Primeira pesquisa para segundo turno dá a Lula 10 pontos na frente

A pesquisa do IPEC apontou o ex-presidente Luiz Inácio Lula da Silva (PT) com 51% de intenção de votos no segundo turno e que o presidente Jair Messias Bolsonaro (PL) tem 43%. Nos votos válidos, o levantamento apontou que Lula tem 55%, e Bolsonaro, 45%. Para calcular os votos válidos, são excluídos os brancos, os nulos e os de eleitores que se declaram indecisos. O procedimento é o mesmo utilizado pela Justiça Eleitoral para divulgar o resultado oficial da eleição.


Neste início de campanha para decidir quem será o próximo presidente, os candidatos Ciro Gomes e Simone Tebet, declararam apoio ao ex-presidente Lula no segundo turno das eleições presidenciais. Quem também declarou apoio foi o ex-presidente Fernando Henrique Cardoso nas suas redes sociais “Neste segundo turno voto por uma história de luta pela democracia e inclusão social. Voto em Luiz Inácio Lula da Silva”, publicou

O ex-presidente e candidato à presidência, Luiz Inácio Lula da Silva, fez história no primeiro turno das eleições 2022, isso porque essa foi a vez que mais conquistou votos em primeiro turno desde quando começou a se candidatar, em 1989. E pela primeira vez um candidato à reeleição chega atrás na disputa.

Na noite de domingo, dia 02 de outubro, aconteceu a apuração dos votos para presidente, senador, governador, deputado federal e deputado estadual, e a votação para presidente foi para segundo turno, que acontece no dia 30 de outubro. Lula saiu na frente com 48,4%, contabilizando 57.259.504 votos, já Bolsonaro, teve 43,2%, somando 51.072.345 votos.

Além disso, o ex-presidente também atingiu a marca de terceira melhor votação da história da humanidade, ficando atrás do presidente da Indonésia, Susilo Yudhoyono, eleito com 69,27 milhões de votos em 2004, e do presidente americano George W. Bush também em 2004.

Dentre os municípios que Lula ganhou mais votos estão: municípios do estado do Piauí e Pernambuco, com 90%. Observe o ranking.

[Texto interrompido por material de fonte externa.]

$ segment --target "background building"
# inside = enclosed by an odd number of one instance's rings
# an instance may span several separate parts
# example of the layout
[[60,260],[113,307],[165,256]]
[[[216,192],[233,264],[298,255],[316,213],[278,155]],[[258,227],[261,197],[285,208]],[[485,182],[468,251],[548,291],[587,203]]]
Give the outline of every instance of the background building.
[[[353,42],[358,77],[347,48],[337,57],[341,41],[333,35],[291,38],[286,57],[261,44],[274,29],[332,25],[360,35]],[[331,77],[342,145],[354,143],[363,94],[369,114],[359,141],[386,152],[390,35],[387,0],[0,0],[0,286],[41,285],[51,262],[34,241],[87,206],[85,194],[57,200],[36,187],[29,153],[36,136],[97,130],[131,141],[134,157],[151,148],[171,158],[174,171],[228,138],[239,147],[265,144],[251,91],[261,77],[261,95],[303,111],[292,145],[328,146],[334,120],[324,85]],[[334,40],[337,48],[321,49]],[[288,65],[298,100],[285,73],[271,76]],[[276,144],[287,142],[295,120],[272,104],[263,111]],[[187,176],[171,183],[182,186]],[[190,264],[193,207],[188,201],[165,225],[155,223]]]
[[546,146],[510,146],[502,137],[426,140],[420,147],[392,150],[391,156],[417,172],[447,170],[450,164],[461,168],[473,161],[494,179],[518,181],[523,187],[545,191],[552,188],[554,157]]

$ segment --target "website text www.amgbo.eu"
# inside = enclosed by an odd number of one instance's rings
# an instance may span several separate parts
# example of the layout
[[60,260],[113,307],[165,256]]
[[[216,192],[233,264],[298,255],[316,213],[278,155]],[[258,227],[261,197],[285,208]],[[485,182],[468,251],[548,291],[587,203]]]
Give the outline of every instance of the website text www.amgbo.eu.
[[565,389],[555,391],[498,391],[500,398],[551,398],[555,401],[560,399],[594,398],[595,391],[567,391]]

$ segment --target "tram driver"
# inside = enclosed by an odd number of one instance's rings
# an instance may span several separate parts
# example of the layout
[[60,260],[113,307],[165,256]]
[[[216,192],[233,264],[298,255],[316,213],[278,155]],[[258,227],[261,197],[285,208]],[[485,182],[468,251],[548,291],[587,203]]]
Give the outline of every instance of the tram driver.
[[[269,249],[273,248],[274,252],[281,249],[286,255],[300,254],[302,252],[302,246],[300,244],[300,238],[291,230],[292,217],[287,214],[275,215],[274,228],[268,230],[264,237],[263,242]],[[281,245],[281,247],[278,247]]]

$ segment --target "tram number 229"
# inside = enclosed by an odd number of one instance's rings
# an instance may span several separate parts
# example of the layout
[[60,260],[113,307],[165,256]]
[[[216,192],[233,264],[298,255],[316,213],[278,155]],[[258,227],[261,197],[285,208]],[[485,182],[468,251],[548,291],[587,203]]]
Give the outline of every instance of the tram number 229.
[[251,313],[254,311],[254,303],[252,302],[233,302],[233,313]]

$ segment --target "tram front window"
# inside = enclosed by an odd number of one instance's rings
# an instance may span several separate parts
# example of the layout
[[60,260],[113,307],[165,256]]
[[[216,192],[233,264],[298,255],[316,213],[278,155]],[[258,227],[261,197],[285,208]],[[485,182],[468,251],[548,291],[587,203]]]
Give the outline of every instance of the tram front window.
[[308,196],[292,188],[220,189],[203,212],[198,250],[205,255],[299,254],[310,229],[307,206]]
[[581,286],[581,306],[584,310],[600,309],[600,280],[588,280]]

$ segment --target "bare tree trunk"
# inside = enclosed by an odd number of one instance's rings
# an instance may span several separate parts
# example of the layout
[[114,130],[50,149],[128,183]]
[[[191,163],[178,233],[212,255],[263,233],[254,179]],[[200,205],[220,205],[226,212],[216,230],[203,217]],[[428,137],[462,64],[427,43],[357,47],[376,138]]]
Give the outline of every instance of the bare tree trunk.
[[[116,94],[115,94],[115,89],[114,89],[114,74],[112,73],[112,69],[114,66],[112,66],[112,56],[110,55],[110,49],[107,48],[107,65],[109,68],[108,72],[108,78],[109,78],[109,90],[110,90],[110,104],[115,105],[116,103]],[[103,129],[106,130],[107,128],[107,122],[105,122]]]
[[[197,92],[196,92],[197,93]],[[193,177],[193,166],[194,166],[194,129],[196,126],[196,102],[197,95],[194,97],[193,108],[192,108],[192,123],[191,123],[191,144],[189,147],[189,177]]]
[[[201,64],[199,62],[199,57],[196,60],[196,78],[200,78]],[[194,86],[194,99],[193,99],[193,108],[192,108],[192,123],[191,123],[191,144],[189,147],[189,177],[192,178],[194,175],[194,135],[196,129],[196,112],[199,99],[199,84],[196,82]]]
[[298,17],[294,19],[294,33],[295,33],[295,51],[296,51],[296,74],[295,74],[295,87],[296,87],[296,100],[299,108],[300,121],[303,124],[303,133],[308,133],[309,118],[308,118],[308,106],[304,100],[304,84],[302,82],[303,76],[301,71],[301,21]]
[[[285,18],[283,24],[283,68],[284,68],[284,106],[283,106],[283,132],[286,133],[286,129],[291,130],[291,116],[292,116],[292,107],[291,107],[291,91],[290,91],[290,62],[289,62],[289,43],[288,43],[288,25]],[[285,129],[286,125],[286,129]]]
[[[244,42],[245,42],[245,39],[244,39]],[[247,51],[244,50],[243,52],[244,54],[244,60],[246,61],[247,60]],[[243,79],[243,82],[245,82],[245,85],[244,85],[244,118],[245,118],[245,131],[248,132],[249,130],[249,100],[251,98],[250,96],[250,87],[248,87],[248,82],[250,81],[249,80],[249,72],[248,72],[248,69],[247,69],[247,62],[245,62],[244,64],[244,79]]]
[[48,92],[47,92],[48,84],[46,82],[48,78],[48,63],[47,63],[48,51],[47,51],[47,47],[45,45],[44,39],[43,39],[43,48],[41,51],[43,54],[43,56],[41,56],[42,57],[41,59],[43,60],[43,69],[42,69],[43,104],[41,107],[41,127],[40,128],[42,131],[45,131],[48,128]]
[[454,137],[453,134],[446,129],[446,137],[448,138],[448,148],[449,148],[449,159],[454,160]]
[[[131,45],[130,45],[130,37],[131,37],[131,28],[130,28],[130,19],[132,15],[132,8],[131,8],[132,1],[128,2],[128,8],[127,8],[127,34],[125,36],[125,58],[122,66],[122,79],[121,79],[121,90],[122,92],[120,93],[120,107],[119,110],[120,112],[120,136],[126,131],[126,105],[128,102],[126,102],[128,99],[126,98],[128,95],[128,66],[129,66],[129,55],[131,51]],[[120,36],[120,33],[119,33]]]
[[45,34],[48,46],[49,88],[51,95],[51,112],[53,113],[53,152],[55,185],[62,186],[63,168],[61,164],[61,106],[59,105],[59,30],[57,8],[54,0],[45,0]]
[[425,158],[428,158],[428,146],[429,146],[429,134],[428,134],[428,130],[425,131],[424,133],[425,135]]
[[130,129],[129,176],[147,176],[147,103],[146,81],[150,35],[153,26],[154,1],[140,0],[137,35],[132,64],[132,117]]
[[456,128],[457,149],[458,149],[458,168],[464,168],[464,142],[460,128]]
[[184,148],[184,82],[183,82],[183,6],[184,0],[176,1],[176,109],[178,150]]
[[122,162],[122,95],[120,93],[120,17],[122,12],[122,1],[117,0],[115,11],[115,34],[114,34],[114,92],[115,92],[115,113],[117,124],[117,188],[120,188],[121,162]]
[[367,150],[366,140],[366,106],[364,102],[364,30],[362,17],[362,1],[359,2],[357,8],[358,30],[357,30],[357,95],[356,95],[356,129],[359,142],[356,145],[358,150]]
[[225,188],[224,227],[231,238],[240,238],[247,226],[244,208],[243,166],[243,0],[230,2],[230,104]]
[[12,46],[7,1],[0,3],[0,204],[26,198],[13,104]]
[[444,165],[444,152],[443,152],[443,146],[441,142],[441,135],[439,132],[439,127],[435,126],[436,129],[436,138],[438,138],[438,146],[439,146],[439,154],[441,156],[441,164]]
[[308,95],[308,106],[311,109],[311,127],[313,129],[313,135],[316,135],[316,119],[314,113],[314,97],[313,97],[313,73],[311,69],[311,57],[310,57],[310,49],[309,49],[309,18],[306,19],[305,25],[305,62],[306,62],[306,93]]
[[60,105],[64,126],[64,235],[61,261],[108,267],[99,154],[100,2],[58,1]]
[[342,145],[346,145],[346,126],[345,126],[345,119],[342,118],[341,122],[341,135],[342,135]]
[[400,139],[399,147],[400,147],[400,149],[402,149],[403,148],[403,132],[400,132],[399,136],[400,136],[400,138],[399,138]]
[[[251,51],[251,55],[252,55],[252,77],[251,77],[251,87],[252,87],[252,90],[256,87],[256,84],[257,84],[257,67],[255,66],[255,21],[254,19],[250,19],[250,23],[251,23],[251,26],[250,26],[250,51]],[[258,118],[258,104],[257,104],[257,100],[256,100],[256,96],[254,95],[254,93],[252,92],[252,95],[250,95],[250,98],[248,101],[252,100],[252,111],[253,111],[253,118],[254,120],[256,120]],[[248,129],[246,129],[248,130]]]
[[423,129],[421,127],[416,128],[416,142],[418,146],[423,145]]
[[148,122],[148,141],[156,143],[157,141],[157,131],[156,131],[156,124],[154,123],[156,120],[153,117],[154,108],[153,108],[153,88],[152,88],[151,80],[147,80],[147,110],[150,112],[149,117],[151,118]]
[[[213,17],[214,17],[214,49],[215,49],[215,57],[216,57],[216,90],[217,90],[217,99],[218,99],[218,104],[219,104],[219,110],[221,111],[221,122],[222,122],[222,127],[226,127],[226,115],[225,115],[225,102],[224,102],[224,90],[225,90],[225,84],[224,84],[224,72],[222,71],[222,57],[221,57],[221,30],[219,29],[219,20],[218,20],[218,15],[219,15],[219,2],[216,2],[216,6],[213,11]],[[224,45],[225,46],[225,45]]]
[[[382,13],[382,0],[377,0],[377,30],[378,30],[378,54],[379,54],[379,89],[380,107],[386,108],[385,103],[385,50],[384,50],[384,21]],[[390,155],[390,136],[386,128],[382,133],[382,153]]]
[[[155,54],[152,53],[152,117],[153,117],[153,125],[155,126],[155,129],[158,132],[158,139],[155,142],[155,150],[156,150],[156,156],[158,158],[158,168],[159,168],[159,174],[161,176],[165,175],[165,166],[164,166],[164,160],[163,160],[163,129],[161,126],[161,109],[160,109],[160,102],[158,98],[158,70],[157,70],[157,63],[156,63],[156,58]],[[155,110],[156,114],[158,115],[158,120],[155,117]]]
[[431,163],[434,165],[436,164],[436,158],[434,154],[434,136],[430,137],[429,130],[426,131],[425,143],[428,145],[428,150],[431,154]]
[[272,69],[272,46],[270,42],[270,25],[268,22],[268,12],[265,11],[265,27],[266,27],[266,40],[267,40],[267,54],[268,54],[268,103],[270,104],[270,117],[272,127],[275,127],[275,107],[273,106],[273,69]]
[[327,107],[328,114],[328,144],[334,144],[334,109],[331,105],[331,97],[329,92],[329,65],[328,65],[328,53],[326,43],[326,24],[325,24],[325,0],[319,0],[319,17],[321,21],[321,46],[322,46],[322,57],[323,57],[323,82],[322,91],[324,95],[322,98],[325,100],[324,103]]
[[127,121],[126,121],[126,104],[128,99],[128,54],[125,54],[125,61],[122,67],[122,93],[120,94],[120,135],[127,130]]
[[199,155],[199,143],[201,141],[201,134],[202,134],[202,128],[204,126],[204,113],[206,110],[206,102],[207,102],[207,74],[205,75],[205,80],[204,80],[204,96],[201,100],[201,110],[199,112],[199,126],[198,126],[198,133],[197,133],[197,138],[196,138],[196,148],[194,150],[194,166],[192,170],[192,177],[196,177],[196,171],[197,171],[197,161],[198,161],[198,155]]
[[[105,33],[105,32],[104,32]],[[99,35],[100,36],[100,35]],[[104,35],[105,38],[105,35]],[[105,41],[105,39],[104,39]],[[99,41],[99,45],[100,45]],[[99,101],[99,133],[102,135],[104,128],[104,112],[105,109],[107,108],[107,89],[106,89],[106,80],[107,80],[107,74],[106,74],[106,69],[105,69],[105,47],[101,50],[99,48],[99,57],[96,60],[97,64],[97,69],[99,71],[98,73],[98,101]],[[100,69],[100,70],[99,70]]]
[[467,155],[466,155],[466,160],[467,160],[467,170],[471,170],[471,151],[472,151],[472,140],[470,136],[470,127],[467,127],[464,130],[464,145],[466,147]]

  1. Guaribas, Piauí 92,14%

  2. Fartura do Piauí, Piauí 91,44%

  3. Carnaubeira da Penha, Pernambuco 91,26%

  4. Campinas do Piauí, Piauí 90,92%

  5. Capitão Gervásio Oliveira, Piauí 90,58%

  6. Terra Nova, Pernambuco 90,28%

  7. São Braz do Piauí, Piauí 90,07%

  8. Curral Novo do Piauí, Piauí 90,06%

  9. Brejo do Piauí, Piauí 89,88%

  10. Nova Santa Rita, Piauí 89,83%

  11. Boquira, Bahia 89,74%


O Governo Lula sempre esteve à frente em questões de raça, gênero, meio ambiente, desigualdades sociais e acesso à universidade “Eu queria que você apenas compreendesse que a lei de cotas é o pagamento de uma dívida que o Brasil tem de 350 anos de escravidão. A lei de cotas permite que a gente tenha a possibilidade de enfrentar o racismo, o preconceito, a marginalização e de dar ao povo periférico a oportunidade de estudar e de ter direito nesse país”, disse no debate que aconteceu na Globo. No governo, foram criados programas como o Prouni e o Fies, que permitiram que o número de estudantes universitários mais do que dobrasse, aumentando 4,5 milhões de vagas para mais de 8 milhões de universitários em 2015. No governo do PT, o número de matrículas universitárias aumentou 130%.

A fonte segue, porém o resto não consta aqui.